The What Works Clearinghouse panel (2020a, 2020c) has recently released an updated version of the guidelines. We will discuss the updated guidelines in light of the present findings in the Discussion section.
As holds true for most single-case designs, the same design is often described with different terms. For example, Ledford and Gast (2018) call these designs combination designs, and Moeyaert et al. (2020) call them combined designs. Given that this is a purely terminological question, it is hard to argue in favor of one term over the other. We do, however, prefer the term hybrid, given that it emphasizes that neither of the designs remains in its pure form.

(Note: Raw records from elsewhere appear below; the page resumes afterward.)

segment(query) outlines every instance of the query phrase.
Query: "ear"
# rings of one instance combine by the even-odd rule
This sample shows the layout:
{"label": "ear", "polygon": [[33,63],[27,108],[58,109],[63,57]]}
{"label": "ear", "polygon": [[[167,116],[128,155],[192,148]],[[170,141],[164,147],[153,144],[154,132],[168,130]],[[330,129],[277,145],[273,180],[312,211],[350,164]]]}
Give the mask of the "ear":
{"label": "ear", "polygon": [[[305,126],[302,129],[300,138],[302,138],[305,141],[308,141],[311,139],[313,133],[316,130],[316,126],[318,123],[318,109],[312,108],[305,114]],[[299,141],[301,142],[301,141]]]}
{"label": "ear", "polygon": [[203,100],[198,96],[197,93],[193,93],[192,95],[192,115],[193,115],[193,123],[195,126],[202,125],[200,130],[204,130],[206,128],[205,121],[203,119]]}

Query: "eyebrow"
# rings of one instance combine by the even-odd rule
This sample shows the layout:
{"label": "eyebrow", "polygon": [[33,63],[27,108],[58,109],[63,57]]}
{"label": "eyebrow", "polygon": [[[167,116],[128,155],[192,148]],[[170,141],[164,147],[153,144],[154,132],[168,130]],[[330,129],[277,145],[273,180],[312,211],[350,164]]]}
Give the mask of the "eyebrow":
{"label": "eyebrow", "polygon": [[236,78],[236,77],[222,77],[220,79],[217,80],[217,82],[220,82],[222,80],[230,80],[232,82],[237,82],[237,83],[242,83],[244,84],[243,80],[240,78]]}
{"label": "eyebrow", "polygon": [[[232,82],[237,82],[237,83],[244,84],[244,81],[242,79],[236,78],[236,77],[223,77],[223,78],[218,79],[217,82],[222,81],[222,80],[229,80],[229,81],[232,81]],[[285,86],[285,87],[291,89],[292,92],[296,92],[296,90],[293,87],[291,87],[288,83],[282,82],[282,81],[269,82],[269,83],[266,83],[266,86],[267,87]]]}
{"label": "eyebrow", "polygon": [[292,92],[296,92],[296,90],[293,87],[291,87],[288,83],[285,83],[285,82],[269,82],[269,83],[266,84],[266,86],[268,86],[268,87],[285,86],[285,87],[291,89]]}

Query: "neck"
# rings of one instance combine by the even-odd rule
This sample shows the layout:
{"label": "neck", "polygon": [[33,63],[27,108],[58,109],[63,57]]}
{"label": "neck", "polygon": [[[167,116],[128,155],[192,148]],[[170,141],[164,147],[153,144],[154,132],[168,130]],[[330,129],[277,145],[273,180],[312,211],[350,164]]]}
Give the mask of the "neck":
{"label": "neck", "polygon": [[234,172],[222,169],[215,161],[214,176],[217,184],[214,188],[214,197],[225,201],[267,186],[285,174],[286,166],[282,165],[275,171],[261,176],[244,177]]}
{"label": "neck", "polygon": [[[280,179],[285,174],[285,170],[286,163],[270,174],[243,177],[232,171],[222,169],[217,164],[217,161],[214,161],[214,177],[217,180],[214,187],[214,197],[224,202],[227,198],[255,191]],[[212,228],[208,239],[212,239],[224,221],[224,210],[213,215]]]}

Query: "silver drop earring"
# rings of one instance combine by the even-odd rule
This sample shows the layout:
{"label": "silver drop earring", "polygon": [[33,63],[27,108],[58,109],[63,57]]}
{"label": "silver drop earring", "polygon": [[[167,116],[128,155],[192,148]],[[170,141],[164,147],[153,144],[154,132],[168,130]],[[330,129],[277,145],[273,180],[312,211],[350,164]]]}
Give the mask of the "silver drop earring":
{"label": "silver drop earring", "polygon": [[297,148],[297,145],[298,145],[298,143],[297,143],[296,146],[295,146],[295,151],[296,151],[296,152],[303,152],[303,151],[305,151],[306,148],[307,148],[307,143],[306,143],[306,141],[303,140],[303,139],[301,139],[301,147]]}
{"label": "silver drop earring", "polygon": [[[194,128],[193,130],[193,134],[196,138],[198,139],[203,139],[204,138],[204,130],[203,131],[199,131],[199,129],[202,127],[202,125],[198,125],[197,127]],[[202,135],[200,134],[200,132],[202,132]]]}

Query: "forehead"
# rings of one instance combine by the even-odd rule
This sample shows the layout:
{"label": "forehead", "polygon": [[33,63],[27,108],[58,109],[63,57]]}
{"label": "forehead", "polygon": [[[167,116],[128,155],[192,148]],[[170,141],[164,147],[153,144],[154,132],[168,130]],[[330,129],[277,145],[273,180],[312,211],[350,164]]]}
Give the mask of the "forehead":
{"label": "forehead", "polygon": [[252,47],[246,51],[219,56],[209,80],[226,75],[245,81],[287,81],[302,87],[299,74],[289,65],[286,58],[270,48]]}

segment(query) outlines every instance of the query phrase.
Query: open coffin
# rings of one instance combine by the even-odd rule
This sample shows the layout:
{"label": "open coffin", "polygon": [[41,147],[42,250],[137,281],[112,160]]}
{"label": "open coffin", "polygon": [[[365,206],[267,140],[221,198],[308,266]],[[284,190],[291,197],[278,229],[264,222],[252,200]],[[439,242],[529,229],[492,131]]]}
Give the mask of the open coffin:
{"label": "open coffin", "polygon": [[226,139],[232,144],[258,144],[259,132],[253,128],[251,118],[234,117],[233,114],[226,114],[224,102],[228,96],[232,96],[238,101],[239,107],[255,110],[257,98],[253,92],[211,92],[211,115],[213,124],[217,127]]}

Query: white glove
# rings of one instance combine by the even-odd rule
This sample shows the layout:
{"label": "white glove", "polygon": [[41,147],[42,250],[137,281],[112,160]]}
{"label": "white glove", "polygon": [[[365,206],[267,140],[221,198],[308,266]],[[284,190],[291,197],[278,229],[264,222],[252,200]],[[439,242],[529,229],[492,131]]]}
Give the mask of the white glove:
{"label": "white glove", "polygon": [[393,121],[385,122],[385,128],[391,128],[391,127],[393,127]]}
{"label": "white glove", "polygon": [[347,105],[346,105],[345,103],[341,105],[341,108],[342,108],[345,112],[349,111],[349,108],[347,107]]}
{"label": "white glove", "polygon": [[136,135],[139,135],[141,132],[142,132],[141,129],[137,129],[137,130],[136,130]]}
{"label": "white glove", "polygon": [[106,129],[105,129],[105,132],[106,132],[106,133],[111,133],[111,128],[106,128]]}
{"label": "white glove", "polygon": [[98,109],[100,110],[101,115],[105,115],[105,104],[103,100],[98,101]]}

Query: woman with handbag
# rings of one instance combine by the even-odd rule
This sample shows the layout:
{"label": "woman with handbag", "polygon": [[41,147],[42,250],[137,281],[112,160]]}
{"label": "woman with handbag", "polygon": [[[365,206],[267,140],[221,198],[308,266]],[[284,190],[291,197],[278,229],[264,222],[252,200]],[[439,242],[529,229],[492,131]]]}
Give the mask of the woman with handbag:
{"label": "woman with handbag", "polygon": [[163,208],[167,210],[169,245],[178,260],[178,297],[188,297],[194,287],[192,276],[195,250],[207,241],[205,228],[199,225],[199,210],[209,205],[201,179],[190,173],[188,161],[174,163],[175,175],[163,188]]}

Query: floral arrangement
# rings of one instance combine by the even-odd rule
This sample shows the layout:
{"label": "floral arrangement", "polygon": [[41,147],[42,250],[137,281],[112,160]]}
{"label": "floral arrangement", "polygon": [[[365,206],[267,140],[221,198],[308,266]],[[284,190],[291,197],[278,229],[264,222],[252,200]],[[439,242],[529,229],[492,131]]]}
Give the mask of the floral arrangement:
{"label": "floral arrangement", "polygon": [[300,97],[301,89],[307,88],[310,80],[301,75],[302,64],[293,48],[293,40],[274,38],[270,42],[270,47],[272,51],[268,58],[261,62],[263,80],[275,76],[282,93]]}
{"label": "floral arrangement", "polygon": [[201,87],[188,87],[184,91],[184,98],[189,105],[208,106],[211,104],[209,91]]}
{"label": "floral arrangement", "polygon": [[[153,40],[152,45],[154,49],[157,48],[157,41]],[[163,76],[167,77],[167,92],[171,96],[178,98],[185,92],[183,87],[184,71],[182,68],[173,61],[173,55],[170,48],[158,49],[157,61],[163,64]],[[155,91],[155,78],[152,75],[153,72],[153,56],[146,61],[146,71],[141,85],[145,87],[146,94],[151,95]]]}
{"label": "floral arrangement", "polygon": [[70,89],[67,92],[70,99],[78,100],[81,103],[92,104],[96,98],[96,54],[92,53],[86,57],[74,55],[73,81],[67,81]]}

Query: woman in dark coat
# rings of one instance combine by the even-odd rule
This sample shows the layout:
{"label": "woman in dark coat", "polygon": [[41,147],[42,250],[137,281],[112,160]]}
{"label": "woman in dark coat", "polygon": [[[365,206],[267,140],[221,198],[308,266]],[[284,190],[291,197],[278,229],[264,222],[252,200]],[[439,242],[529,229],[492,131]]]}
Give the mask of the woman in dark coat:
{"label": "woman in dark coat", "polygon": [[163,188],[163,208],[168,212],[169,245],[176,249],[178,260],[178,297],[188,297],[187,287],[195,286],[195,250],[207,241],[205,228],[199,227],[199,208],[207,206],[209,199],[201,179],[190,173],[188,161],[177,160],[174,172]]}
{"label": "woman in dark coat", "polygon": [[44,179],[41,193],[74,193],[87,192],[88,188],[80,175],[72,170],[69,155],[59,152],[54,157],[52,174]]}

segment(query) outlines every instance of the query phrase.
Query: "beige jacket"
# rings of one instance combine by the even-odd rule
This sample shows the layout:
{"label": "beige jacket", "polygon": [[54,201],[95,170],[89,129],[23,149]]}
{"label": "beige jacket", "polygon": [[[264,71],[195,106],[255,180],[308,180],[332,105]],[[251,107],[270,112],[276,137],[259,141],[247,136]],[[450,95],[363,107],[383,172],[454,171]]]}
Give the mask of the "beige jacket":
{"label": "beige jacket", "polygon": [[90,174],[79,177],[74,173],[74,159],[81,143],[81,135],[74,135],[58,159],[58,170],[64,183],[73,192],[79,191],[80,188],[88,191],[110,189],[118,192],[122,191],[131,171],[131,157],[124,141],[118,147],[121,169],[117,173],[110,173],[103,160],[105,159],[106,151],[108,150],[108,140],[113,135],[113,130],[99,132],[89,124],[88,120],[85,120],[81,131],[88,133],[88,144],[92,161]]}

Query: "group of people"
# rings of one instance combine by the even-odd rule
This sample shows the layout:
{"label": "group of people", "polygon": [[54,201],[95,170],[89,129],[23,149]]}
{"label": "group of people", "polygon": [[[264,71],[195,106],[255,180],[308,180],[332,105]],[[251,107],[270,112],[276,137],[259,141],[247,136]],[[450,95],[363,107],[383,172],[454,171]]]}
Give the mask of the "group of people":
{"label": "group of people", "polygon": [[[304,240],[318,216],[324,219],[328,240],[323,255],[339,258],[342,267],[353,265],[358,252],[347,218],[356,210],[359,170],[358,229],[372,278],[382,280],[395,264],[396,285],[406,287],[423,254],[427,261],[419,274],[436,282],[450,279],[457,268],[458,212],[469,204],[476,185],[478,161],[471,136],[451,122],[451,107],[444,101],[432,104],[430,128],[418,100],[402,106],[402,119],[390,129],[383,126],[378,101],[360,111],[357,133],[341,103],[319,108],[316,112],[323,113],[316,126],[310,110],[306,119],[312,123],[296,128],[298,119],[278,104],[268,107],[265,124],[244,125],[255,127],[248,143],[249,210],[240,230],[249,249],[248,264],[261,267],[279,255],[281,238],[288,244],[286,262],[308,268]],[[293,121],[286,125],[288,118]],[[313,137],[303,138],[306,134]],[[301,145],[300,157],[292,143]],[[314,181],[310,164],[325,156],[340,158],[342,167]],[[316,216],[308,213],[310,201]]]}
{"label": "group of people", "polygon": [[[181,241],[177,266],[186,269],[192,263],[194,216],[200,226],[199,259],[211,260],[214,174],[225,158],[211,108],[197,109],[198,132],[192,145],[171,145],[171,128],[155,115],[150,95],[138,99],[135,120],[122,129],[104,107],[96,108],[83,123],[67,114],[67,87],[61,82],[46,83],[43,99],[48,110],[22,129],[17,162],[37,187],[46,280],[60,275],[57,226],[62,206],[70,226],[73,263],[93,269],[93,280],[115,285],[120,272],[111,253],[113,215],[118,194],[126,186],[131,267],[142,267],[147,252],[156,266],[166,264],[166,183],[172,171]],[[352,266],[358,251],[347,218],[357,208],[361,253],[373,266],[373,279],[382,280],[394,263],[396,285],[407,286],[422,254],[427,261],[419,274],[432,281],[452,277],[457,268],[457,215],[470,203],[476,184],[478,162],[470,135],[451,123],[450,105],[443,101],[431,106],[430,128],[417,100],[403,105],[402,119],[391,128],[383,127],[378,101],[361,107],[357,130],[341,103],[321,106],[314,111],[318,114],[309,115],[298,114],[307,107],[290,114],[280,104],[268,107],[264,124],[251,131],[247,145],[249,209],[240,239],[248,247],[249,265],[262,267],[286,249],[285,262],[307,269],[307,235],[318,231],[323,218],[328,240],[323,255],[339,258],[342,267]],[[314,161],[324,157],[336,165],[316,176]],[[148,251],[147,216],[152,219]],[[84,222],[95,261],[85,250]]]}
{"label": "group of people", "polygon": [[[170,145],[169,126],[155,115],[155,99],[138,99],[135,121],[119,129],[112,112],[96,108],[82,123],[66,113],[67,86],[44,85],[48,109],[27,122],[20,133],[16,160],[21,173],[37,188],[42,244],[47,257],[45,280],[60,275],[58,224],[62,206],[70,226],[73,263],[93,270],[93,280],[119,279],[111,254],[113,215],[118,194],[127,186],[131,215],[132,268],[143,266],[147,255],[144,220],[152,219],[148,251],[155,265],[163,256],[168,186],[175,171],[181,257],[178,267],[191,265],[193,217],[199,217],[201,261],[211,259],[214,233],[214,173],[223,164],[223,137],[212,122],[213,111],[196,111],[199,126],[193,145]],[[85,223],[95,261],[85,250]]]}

For example, a multiple baseline design with alternating treatments is not just a combination of a multiple baseline design and an alternating treatments design. It is rather a hybrid of the two. This term is also found in recent literature (e.g., Pustejovski & Ferron, 2017; Swan et al., 2020).
For the present systematic review, we strictly followed the data aspects as outlined in the 2010 What Works Clearinghouse guidelines. While the assessment of consistency of effects is an important data aspect, this data aspect is not described in the guidelines. Therefore, we did not code it in the present review.